With custom report templates, you can reuse them for different reporting scenarios,
such as for executive security summaries or for compliance audits, so
your team spends less time rebuilding reports from scratch. Scheduling reports
within Device Security replaces infrequent manual reporting with a cadence
that keeps your security posture continuously visible. You can also clone
system-provided templates or convert custom dashboards into report templates.
Inventory Gap Report for Device Security
The inventory gap report requires integrating Device Security with AIMS3.
When you integrate Device Security with an external asset management system,
keeping both inventories in sync is difficult — manual data entry creates errors,
and devices can go unaccounted for in either direction. If you have an AIMS3
integration enabled, you can now generate an Inventory Gap Report to compare your
Device Security asset inventory against your AIMS3 data and identify
discrepancies without reconciling large datasets by hand.
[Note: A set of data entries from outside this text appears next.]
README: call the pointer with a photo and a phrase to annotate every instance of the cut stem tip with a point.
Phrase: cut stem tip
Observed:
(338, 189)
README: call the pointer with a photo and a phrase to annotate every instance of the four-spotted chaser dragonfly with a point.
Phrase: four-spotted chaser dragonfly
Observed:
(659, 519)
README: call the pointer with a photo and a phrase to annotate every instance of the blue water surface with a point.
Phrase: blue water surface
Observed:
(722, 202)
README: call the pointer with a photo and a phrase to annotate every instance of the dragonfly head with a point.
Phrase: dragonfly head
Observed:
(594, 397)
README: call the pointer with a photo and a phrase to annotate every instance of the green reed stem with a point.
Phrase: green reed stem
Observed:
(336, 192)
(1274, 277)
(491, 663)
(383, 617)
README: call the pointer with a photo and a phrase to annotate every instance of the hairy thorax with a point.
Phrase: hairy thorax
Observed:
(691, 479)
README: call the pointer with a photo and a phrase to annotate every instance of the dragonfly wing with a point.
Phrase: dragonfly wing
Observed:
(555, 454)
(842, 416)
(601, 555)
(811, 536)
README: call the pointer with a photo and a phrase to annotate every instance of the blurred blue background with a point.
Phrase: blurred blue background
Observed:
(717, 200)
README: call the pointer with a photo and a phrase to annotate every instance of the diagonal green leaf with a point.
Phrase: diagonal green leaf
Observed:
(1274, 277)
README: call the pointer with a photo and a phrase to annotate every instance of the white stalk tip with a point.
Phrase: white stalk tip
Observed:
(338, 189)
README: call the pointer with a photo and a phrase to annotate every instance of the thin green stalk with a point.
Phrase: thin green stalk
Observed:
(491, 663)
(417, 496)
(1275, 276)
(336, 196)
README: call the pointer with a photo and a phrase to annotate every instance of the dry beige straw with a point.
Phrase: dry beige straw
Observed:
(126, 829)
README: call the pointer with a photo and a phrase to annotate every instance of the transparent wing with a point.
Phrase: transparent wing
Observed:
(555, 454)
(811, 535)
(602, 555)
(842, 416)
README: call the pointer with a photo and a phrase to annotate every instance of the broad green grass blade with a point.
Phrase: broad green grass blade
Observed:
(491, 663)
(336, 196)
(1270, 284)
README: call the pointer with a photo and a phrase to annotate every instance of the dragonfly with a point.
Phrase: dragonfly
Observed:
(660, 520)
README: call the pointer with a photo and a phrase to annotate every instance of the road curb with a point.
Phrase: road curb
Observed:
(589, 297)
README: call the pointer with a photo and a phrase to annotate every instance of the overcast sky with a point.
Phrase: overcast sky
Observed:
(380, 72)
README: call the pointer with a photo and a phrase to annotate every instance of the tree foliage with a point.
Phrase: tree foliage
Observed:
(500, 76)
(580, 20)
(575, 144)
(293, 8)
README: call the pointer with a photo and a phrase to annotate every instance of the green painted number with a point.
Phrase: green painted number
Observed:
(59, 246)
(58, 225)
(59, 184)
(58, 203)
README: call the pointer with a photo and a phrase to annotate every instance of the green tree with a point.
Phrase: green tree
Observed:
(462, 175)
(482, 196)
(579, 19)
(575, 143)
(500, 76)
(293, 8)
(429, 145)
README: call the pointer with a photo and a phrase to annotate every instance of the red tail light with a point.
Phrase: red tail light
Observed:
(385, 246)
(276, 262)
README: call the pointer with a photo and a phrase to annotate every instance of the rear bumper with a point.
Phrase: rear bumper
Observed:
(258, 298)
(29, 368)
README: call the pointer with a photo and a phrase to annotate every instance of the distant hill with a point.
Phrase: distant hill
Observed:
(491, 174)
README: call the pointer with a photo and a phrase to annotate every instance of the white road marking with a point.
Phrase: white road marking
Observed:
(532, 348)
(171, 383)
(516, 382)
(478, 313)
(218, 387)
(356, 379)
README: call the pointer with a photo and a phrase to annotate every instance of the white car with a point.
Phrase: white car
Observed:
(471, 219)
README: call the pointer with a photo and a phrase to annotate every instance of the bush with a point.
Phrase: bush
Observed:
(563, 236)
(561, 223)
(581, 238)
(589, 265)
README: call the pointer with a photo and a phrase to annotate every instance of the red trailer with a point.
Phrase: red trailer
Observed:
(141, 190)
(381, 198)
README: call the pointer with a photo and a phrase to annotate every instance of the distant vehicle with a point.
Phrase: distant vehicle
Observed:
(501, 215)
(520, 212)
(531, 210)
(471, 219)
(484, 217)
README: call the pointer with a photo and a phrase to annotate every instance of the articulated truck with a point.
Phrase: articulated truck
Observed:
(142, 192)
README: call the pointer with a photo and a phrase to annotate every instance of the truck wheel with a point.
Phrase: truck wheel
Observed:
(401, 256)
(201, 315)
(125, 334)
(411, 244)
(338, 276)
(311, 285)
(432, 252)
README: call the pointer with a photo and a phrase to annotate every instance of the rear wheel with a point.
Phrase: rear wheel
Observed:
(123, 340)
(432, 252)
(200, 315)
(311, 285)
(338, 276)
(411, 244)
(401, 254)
The report identifies devices that Device Security discovered but that are
absent from your external source, and devices that your external source records
but that Device Security is not monitoring. It also flags assets that appear
in both systems but differ on classification, and near-matches where a data entry
error may have created a duplicate or orphaned record. You can run a Gap Report
on demand or on a recurring schedule.
Keeping asset inventories in sync across systems is difficult when one relies on
manual data entry. A single discrepancy can leave a device unmonitored or cause
your records to diverge from what Device Security sees on the network. The
Inventory Gap Report gives your team an automated way to catch and correct these
discrepancies before they become coverage gaps.
Device Security Integration with Octoplant Octovision
Integrating Device Security with Octoplant Octovision lets you view
and apply OT-specific ontext directly to your device profiles in Device Security.
Octoplant Octovision contains information for OT devices, such as
PLCs, HMIs, and robot controllers, which Device Security may not be able to
learn from network traffic. This gap causes incomplete device profiles and requires
more manual correlation of threats and vulnerabiltiies to OT devices.
Through the Octoplant Octovision integration, Device Security pulls asset and
server data from Octovision and correlates it with devices already in your inventory.
Device records in Device Security are enriched with Octoplant-sourced
attributes, such as which Octoplant server manages a given asset, the device's
hardware module and order number, and its identifiers, giving you a
more complete picture of the OT devices in your environment without requiring
manual data entry.
Bringing Octoplant asset data into Device Security reduces the manual effort
of reconciling your OT asset management and security inventories. With
Octoplant-sourced context available alongside Device Security network
monitoring data, your team can assess OT device risk and coverage from a single,
consolidated view rather than cross-referencing separate systems.